Egli andava a sfogarsi con Piedipapera, il
quale l'aveva messo in quell'imbroglio, diceva agli altri; però gli altri
dicevano che ci andava per fare l'occhiolino alla casa del nespolo, e la Locca
che gironzolava sempre da quelle parti, perché le avevano detto che il suo
Menico era andato nella barca dei Malavoglia, e credeva che dovesse trovarlo
ancora là, appena vedeva suo fratello Crocifisso, levava le strida al pari di
un uccellaccio del malaugurio, e gli smuoveva la bile anche lei. - Questa qui mi
fa far peccato! - borbottava Campana di legno.
- I Morti, non sono ancora venuti; -
rispondeva Piedipapera gesticolando - abbiate pazienza. -Volete succhiargli il
sangue a padron 'Ntoni? Già non avete perso nulla, perché i lupini eran tutti
fradici, lo sapete!
Ei non sapeva nulla; sapeva soltanto che il
sangue suo era nelle mani di Dio. E i ragazzi dei Malavoglia non osavano giocare
sul ballatoio quando egli passava davanti alla porta di Piedipapera.

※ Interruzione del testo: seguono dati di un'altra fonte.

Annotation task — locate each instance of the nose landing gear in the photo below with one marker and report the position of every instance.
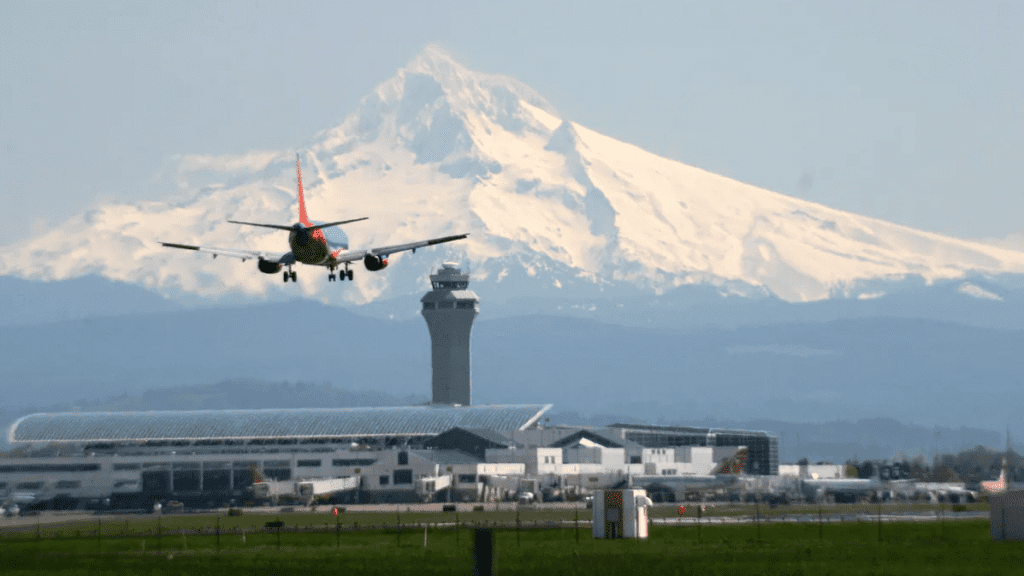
(342, 275)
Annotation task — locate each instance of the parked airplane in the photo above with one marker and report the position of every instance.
(315, 244)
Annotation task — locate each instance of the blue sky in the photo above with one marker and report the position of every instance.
(907, 111)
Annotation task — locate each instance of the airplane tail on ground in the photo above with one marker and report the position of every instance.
(998, 485)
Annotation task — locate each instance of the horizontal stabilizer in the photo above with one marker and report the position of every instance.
(275, 227)
(318, 227)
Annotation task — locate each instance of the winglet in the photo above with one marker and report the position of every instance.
(302, 201)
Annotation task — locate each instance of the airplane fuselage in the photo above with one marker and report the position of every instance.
(307, 248)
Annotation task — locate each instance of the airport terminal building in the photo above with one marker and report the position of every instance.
(449, 449)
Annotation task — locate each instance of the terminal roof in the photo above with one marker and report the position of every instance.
(268, 424)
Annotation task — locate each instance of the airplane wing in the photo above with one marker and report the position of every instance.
(285, 258)
(385, 251)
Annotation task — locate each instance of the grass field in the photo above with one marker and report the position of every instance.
(189, 544)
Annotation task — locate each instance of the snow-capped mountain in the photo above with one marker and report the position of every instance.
(551, 206)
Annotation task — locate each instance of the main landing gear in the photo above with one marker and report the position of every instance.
(342, 274)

E se incontrava Alfio Mosca, col carro
dell'asino, che gli faceva di berretto anche lui, colla faccia tosta, si sentiva
bollire il sangue, per la gelosia della chiusa. - Mi uccella la nipote per
portarmi via la chiusa! - borbottava con Piedipapera. - Un fannullone! che non
sa far altro che andare attorno col carro dell'asino, e non possiede altro. Un
morto di fame! Un birbante che le dà ad intendere d'essere innamorato del suo
grugno di porco, a quella brutta strega di mia nipote, per amor della roba.
E quando non aveva altro da fare andava a
piantarsi davanti all'osteria della Santuzza, accanto allo zio Santoro, che
sembrava un altro poverello come lui, e non ci andava per spendere un soldo di
vino, ma si metteva a guaiolare come lo zio Santoro, tale quale come se
chiedesse la limosina anch'esso; e gli diceva: - Sentite, compare Santoro, se
vedete da queste parti mia nipote la Vespa, quando Alfio Mosca viene a portare
il carico del vino a vostra figlia la Santuzza, state a vedere cosa fanno fra di
loro; - e lo zio Santoro, col rosario in mano e gli occhi spenti, gli diceva di
sì, che non dubitasse, che era lì per questo, e non passava una mosca che ei
non lo sapesse; tanto che sua figlia Mariangela gli diceva: - A voi cosa ve ne
importa? Perché state a mischiarvi nei fatti di Campana di legno? Già un
soldo, che è un soldo, non lo spende all'osteria, e sta davanti all'uscio per
niente.
Però Alfio Mosca non ci pensava nemmeno
alla Vespa, e se ci aveva qualcheduna per la testa, era piuttosto comare Mena di
padron 'Ntoni, che la vedeva ogni giorno nel cortile o sul ballatoio, o allorché
andava a governare le bestie nel pollaio, e se udiva chiocciare le due galline
che le aveva regalato si sentiva una certa cosa dentro di sé, e gli sembrava
che ci stesse lui in persona nel cortile del nespolo, e se non fosse stato un
povero carrettiere dal carro dell'asino, avrebbe voluto chiedere in moglie la
Sant'Agata, e portarsela via nel carro dell'asino. Come pensava a tutto ciò si
sentiva in testa tante cose da dirle, e quando poi la vedeva non sapeva come
muover la lingua, e guardava il tempo che faceva, e le parlava del carico di
vino che aveva preso per la Santuzza, e dell'asino che portava quattro quintali
meglio di un mulo, povera bestia.
Mena l'accarezzava colla mano, la povera
bestia, ed Alfio sorrideva come se gliele facessero a lui quelle carezze. - Ah!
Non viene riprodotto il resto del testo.